The Times notes that:
Ken Livingstone is about to drop his plan to exempt low-emission cars from the London congestion charge... The Mayor of London had proposed to give free entry to the charging zone to all cars in road tax bands A and B, which cover those emitting 120g or less of carbon dioxide per km (g/km).
If this is the case, then the Mayor's policy is in a shambles. The article considers that the new charge may be dropped due to the popularity of low-emission cars. This charge has moved from being a congestion tax to a proposed carbon tax. Ken Livingstone has stated in the past that he favours a 'more carrot, less stick' approach in weaning people from the most polluting cars and onto public transport.
Damian Hockney, Leader for the One London party has written about the loaded questions that the Mayor's office asked in gaining public approval for the shift in emphasis towards carbon emissions here. This highlights a worrying trend in the Mayor's consultation strategy - ask a loaded question, get the answer you want. Simply, it is not good enough.

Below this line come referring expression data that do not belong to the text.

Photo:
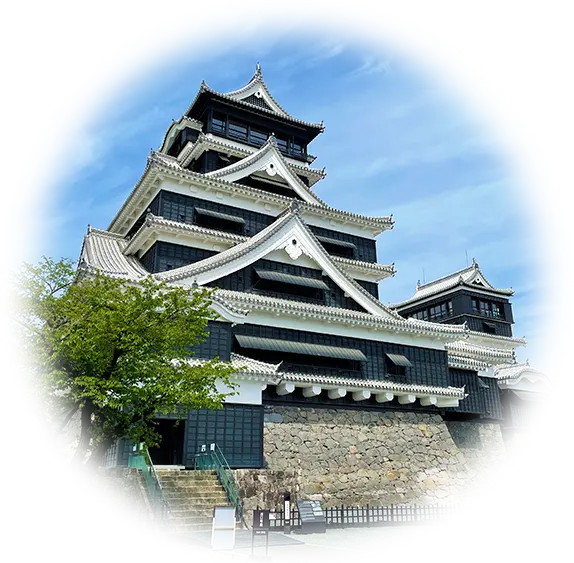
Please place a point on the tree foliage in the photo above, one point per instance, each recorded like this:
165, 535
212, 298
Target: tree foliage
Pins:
110, 352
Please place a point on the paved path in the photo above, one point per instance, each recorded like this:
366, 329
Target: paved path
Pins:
336, 546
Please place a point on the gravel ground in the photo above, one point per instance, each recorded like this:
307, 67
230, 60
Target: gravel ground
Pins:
364, 540
374, 540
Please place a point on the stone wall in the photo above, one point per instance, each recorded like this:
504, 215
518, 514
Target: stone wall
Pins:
483, 448
121, 488
265, 487
356, 457
513, 441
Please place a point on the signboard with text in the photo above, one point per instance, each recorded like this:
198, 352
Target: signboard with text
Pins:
312, 517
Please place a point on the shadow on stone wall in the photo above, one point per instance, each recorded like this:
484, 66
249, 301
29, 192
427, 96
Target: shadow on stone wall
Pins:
121, 488
355, 458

If it is true that the Mayor intends to drop the tax exemption because his initially stated aims were too successful, then we have at best an opportunistic money grab. At worst, this is a policy with no ideological roots which is likely to change again.
LondonUnlocked is in favour of a congestion charge which is rated for carbon emissions. This is the route that Ken Livingstone should take, and the one that would best serve London.